How Technology Is Transforming CRE Through Fractional Ownership As far as the real estate industry is concerned, technological advancements--like artificial intelligence and blockchain--have already played a crucial role in its transformation and are continuing to do so
Opinions expressed by Entrepreneur contributors are their own.
You're reading Entrepreneur India, an international franchise of Entrepreneur Media.
Regardless of the industry, it's widely known that every time there's a technological revolution, there is a massive, collective shift in consumer behaviour and buying preferences. Today, people seek convenience and easy access to information in almost everything they go for.
As far as the real estate industry is concerned, technological advancements--like artificial intelligence and blockchain--have already played a crucial role in its transformation and are continuing to do so. Artificial intelligence has transformed the process of analysing consumer behaviour, buying behaviour and identifying potential investors. Adding to this tech-led growth, blockchain has led to the birth of a new way to help buyers and sellers connect, and it has also reduced costs by limiting the role of an intermediate in the transaction process.
Fractional ownership is one more example of a significant technological development which enables multiple people to jointly own a grade-A commercial property previously dominated by ultra HNIs and institutional investors. Since the cost burden and risk exposure are reduced, it is evolving as a ground-breaking way of entering the CRE market for average, middle-class investors, especially new-age investors. So, investors who do not have enough to be big players in the CRE Indian market can now also get into this zone by opting for fractional ownership. This will help them learn how to invest smartly and help them achieve their new-age goals.
Proptech ensures seamless end-to-end transactions
Numerous proptech firms have developed integrated platforms where investors can explore multiple fractional ownership opportunities, invest and keep track of their investments without any inconvenience.
Through checks, digital signatures, and e-KYC, end-to-end online transactions have also become seamless, quick and transparent, thereby completely transforming the process of investing in fractional ownership.
FA ensures transparency and equality
A perfect blend of real estate, finance and technology has made it possible to bridge the information gap regarding the CRE Indian market for investors, which speaks volumes about how proptech platforms have increased transparency. In addition, a cyber security breach has become less probable due to the integration of improved technological tools. It is not only transparent but also safe and secure. It is also driving equality because it is making CRE a haven for average and new-age investors. So, if you want to start investing to achieve your new-age goals, investing in fractional ownership is an effective way to go about it. On these proptech platforms, people can get easy access to stabilised opportunities and a predictable, steady cash flow.

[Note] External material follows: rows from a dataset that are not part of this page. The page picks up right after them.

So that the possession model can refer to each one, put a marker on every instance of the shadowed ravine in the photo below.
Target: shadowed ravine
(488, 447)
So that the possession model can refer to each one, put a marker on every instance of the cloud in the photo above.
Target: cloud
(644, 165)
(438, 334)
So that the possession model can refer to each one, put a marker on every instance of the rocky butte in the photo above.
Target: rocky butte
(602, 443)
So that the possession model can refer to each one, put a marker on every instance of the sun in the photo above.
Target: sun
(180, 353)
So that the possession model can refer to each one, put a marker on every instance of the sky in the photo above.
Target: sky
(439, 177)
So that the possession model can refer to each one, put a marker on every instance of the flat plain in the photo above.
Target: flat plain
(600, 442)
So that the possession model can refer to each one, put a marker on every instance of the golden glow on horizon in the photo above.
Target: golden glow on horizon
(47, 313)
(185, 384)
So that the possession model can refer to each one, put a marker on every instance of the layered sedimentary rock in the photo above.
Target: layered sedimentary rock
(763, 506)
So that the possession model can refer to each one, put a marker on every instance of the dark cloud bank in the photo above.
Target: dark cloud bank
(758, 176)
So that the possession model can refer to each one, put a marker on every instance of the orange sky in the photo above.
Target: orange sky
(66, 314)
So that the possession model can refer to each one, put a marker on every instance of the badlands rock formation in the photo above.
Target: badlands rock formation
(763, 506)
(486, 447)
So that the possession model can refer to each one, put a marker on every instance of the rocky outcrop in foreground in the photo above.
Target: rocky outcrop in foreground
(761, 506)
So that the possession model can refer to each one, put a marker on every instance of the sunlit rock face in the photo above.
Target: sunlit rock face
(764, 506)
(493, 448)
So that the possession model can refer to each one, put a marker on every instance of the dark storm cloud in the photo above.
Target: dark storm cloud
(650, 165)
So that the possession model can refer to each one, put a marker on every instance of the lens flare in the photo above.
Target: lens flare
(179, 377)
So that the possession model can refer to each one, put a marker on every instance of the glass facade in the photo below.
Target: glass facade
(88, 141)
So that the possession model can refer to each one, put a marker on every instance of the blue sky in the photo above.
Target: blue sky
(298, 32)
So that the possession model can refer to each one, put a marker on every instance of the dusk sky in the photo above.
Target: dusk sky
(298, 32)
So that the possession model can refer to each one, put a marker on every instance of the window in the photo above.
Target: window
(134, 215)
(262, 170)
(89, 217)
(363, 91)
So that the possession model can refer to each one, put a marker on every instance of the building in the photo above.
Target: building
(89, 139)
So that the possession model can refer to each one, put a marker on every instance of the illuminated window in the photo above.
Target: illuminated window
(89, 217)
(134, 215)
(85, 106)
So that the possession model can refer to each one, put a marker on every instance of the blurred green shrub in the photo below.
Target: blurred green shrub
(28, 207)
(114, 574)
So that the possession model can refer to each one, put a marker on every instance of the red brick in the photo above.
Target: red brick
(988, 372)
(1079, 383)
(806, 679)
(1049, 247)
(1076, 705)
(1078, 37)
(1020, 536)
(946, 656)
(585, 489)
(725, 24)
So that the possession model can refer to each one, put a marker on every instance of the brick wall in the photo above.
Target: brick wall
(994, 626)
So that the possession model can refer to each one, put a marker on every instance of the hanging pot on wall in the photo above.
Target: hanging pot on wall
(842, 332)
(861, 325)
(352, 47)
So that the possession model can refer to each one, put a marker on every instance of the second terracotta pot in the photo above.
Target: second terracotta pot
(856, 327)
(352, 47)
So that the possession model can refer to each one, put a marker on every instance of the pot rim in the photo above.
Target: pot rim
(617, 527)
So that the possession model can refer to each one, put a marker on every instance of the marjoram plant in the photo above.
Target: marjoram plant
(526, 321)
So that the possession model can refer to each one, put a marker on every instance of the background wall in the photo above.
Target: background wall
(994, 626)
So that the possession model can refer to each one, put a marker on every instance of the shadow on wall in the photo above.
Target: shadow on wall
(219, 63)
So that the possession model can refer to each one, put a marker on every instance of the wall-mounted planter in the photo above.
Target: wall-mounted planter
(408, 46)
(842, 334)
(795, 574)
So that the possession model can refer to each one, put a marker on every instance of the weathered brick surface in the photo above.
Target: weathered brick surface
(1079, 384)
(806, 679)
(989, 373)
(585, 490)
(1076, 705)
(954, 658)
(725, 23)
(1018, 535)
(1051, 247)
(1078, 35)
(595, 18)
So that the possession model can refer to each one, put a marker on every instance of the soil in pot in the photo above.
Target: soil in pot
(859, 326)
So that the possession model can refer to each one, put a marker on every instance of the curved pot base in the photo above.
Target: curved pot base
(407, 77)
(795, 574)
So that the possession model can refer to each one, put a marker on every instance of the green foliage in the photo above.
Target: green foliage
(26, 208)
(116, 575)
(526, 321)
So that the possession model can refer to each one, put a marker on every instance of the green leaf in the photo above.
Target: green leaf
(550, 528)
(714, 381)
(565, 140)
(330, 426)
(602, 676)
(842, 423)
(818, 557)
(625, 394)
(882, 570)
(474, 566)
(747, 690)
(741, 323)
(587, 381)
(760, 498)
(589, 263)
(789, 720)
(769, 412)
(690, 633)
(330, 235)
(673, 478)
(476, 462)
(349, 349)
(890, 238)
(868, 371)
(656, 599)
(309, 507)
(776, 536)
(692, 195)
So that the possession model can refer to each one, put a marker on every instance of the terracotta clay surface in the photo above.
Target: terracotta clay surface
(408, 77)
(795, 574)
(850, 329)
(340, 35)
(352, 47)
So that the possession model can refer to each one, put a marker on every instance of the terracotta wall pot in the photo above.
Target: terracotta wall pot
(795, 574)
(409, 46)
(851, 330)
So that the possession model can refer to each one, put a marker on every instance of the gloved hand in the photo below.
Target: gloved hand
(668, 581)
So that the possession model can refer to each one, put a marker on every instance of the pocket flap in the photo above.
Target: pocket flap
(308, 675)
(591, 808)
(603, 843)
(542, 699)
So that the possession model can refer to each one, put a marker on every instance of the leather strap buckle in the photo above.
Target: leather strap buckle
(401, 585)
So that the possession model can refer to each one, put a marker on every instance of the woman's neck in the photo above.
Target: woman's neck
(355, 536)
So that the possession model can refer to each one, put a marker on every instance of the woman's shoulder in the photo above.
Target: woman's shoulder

The interest of NRIs in fractional ownership is growing
Steady rental income, hassle-free investments, and long-term capital appreciation are why fractional ownership platforms are garnering a lot of attention from investors, including NRIs. NRIs are also into it because they can invest in it from anywhere. According to industry estimates, close to 30 per cent of NRIs are interested in fractional ownership of CRE in India.
The concept of fractional ownership was introduced in the US in the early 90s, and it gradually started gaining popularity in European countries, like Spain and Italy. Even though it is not as prominent in India as in countries like Hong Kong, the US, and Singapore, India is still witnessing its growing popularity as a viable investment instrument. The interest of Indian investors in fractional ownership is estimated to grow significantly in years to come. This is evident in the fact that according to Mordor Intelligence, the CRE market is expected to grow at a CAGR of 13.85 per cent by 2026, which is better than the average growth rate of 5.8 per cent in residential real estate.
Proptech platforms responsible for the advent of FA in India
Various proptech platforms have already started contributing to its growing popularity by allowing investors to come together on these platforms, invest in a CRE property, and enjoy attractive returns, liquidity, and capital gains. These platforms also manage pay-outs and distribute them to fractional investors effectively. Moreover, innovations such as video tours, machine learning, predictive analysis, and data science have also managed to grant people easy access to all the relevant information they might need about the properties they wish to invest in.
Most new-age investors are tech-savvy and prefer a seamless tech-driven experience, which explains why fractional ownership is likely to witness wider acceptance. Considering the crucial role technology has played till now in transforming the real estate industry, it will continue to be a driving force in making fractional ownership eminent in the future.